Superior Temporal Sulcus (STS)

Updated 11 December 2025

STS is a prominent fissure in the primate temporal lobe that integrates social perception, audiovisual signals, and attentional control.
It contributes to a distinct third visual pathway by linking dorsal and ventral streams to process biological motion and dynamic social cues.
Neuroimaging and lesion studies reveal that specific STS subdivisions underpin mental state attribution and spatial attention in complex cognitive tasks.

The superior temporal sulcus (STS) is a prominent anatomical fissure within the primate temporal lobe that plays central roles in social perception, attentional control, audiovisual integration, and the mediation of higher-order cognitive programs. Situated between the superior temporal gyrus and the inferotemporal cortex, the STS bridges classical dorsal (“where”) and ventral (“what”) cortical visual streams. Functional, anatomical, neuroimaging, and lesion evidence converge on a model in which the STS constitutes the apex of a third, dedicated visual pathway (distinct from dorsal and ventral routes) specialized for the dynamic processing of biological motion, faces, eye gaze, social signals, and context-dependent attention (Pitcher, 10 Dec 2025, Ramezanpour et al., 2021).
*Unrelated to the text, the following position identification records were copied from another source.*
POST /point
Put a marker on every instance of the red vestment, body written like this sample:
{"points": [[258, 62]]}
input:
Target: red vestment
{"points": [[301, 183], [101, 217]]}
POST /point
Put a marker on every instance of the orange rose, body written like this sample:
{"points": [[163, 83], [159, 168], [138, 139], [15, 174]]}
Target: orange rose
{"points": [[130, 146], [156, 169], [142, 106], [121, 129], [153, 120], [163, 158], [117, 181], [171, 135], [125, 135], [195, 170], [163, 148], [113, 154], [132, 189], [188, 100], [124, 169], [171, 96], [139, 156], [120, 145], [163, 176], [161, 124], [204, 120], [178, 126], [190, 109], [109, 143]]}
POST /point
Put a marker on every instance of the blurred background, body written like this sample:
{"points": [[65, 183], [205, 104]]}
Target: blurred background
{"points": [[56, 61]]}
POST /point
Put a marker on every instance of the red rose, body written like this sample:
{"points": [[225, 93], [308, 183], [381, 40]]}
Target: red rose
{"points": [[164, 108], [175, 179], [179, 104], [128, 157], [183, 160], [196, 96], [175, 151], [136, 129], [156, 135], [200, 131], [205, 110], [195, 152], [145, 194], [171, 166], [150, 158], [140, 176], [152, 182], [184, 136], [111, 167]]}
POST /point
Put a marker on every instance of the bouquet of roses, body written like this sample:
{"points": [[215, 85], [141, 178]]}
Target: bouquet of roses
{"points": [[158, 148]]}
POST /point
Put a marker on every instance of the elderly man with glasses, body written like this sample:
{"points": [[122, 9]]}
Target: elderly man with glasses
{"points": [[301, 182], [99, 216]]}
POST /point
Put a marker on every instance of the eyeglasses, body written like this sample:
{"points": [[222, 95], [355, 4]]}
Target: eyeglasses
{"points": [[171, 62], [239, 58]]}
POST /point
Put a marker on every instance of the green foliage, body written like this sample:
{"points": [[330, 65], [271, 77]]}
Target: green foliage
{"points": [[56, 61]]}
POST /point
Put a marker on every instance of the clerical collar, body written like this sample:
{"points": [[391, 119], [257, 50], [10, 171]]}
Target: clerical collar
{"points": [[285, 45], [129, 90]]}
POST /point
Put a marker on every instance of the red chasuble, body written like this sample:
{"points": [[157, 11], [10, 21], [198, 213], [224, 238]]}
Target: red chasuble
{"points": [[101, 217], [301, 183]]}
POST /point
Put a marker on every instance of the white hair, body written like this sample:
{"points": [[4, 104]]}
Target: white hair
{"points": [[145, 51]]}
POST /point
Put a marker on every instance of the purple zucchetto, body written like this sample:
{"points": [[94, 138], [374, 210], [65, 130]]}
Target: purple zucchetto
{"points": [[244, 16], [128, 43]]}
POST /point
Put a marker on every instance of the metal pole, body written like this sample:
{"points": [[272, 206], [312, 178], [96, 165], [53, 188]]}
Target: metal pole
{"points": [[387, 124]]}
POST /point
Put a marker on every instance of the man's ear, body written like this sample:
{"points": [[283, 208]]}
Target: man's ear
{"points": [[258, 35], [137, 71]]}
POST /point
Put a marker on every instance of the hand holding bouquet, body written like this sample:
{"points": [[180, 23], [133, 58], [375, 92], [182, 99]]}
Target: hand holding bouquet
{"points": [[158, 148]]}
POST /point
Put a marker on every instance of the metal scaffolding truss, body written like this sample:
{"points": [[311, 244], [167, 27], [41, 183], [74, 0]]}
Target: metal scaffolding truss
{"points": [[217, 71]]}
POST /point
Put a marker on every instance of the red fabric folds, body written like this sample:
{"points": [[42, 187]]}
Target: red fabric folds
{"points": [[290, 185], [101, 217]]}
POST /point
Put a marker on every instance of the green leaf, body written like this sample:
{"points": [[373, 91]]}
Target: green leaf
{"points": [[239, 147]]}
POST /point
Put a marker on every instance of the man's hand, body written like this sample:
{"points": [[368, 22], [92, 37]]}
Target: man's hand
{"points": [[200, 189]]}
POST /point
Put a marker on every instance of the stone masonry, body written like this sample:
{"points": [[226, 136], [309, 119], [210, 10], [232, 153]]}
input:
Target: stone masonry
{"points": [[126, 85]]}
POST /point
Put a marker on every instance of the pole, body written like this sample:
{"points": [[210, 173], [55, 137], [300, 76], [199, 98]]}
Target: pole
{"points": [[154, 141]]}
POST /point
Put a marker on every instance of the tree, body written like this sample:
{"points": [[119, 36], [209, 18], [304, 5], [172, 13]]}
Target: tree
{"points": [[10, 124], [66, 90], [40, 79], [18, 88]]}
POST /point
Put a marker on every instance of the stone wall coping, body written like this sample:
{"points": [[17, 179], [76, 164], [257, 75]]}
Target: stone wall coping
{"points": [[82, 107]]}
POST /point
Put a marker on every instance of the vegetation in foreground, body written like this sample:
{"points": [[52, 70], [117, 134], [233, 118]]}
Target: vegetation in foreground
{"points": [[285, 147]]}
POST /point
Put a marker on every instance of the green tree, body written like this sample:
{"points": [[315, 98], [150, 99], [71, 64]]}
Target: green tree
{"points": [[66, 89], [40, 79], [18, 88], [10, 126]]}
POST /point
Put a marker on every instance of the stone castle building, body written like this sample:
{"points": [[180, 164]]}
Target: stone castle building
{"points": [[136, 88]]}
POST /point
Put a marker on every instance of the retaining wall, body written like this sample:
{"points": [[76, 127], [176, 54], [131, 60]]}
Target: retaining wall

1. Anatomical Architecture and Connectivity

In primates, the STS occupies a zone between the superior temporal gyrus dorsally and inferotemporal cortex ventrally. Cytoarchitectonic subdivision yields posterior, middle, and anterior banks—though the exact borders and cross-species homologies remain under investigation (Ramezanpour et al., 2021). In monkeys, tracer and single-axon studies have established a direct, lateral feed-forward pathway from primary visual cortex (V1) through the motion-selective complex (V5/MT, MST, FST) terminating in the fundus and dorsal bank of the STS (Pitcher, 10 Dec 2025). Human diffusion tractography reveals this trajectory as the “middle longitudinal fasciculus” (MdLF), distinct from the inferior longitudinal fasciculus (ILF) of the ventral stream; it supplies motion and social cues robustly to posterior STS (pSTS). Further connections involve the arcuate and superior longitudinal fasciculi, extreme capsule (EmC), and uncinate fasciculus (UF), linking STS to orbitofrontal and anterior temporal regions (Pitcher, 10 Dec 2025).

STS receives bidirectional inputs from early and intermediate visual cortices (V1–V4), inferotemporal object/face patches, lateral intraparietal cortex (LIP), frontal eye fields (FEF), ventral prearcuate (VPA, homologous to human IFJ), and subcortical structures including the pulvinar and superior colliculus. This architecture positions the STS as a critical integrative hub for both feed-forward sensory signals and top-down executive control (Ramezanpour et al., 2021).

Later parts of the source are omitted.